The brand name Kiss Kiss Goodnight stems from a nighttime ritual Winokur imagines for 3-in-1 Baby Bath Gel purchasers and an expression she spotted in a book that she often utters to her children before putting them to bed. She instructs parents to rub the product formula on a baby’s dry skin prior to bathing and then put him or her in the bath to turn it into a warm hydrating soak. The product is particularly useful for baby massage, a technique often recommended for colicky babies, but generally practiced for soothing and bonding purposes.
“Sometimes parents don’t feel they have time to massage or they don’t know how to massage. With this product, you can massage it on for a few seconds, or you can take your time and go through the different parts of the body while singing a song to your baby,” says Winokur. “It doesn’t have to be a long, complicated process where they have to learn baby massage. It’s about a moment for connecting with the baby.”
Kiss Kiss Goodnight’s minimalist black-and-white packaging plays up the themes of connection and comfort. It features a mother sloth hanging from a branch and embracing a baby sloth. “The sloth is an animal that moves very slowly and seems very happy,” says Winokur. “That’s the feeling you want at night when everyone should be calm and content.”
Winokur invested $50,000 to create Kiss Kiss Goodnight, an amount she aims to recoup by next year. For distribution, she’s initially reaching out to green beauty and baby stores local to her in Timonium-Lutherville, Md. E-tailers specializing in natural beauty and baby merchandise are on her distribution wish list as well. Eventually, Winokur aspires to place the brand in clean beauty retailers such as Credo and Follain, and department stores like Nordstrom. The 3-in-1 Baby Bath Gel is priced at $36 for a 6.2-oz. size and a portion of the proceeds from its sales will go to Room to Read, an organization dedicated to improving literacy.
“More and more, baby skin is becoming a concern for parents because of eczema and allergies, but information on baby skin isn’t readily available to them. So, I would like to supply some of this information and maybe that could be a way to start the conversation.”

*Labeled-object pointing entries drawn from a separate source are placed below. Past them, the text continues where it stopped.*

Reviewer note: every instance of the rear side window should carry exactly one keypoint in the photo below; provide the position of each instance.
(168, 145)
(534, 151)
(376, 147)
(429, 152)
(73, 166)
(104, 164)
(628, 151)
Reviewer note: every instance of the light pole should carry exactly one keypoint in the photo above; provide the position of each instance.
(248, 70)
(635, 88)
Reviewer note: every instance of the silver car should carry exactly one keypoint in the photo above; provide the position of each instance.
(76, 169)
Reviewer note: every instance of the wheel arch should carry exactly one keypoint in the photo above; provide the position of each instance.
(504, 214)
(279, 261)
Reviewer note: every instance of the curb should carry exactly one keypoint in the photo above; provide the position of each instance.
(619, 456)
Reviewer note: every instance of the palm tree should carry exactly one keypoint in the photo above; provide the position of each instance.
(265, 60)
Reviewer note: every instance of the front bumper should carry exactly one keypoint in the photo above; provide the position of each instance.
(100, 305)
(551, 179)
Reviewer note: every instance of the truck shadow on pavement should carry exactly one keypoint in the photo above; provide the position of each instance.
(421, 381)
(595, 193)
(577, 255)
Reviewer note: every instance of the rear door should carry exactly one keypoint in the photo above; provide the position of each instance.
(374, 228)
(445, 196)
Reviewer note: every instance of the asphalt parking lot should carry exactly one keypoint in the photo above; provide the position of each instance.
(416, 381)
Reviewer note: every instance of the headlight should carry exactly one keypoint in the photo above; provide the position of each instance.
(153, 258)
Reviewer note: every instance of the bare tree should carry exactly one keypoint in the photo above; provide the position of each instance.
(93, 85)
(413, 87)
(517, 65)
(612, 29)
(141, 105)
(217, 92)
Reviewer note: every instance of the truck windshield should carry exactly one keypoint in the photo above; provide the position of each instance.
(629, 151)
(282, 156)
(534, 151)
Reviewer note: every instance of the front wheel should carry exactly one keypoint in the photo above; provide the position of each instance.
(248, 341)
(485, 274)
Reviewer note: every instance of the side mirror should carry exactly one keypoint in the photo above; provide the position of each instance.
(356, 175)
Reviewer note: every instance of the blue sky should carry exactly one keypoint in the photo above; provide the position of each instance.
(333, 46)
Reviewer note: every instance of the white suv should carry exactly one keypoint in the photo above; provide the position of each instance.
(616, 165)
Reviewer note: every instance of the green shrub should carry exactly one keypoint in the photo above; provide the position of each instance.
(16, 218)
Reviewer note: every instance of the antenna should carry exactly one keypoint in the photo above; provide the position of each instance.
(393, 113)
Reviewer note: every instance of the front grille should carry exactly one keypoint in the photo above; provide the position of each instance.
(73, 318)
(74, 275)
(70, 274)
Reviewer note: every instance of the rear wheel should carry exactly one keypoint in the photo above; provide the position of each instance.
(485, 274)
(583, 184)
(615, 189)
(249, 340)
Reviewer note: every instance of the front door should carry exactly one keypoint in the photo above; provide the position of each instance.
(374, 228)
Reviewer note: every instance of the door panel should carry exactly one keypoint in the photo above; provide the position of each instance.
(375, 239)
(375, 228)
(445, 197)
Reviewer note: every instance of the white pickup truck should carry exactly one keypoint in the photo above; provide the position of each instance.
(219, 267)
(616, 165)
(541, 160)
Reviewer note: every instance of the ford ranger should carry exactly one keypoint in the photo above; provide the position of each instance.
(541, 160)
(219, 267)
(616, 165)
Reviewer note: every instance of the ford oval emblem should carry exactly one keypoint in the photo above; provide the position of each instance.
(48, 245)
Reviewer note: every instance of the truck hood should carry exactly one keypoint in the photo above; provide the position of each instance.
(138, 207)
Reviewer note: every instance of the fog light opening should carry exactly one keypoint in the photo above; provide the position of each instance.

Winokur also plans to approach pediatricians, doulas and midwives to gauge their interest in Kiss Kiss Goodnight. She notes skincare education could be helpful for birthing experts, moms-to-be and new parents. “More and more, baby skin is becoming a concern for parents because of eczema and allergies, but information on baby skin isn’t readily available to them,” says Winokur. “So, I would like to supply some of this information and maybe that could be a way to start the conversation.”
Dissimilar from Shell’s Formula, Winokur doesn’t view Etsy as the right platform for Kiss Kiss Goodnight. “There’s so much skincare sold on Etsy, and we really want to set ourselves apart. Right now, we are a small business and handcrafted, but we strive to be bigger,” she says. “On Etsy, it was hard to be found. I still had to do craft shows. Instead of being on Etsy, I have my own website that I believe can give us what Etsy gave us. It’s a different strategy.”
Next in the product pipeline for Kiss Kiss Goodnight are items for mothers and toddlers. Winokur could revive former popular Shell’s Formula offerings, notably a belly oil. “I have a background in chemical engineering and product development. Previously, I had to make sure products from the lab were scalable and stable for the market. I have confidence in doing that, and my strength is formulation,” she says. “I know how to change a formulation and set up different experiments to get it to where I need it to be.”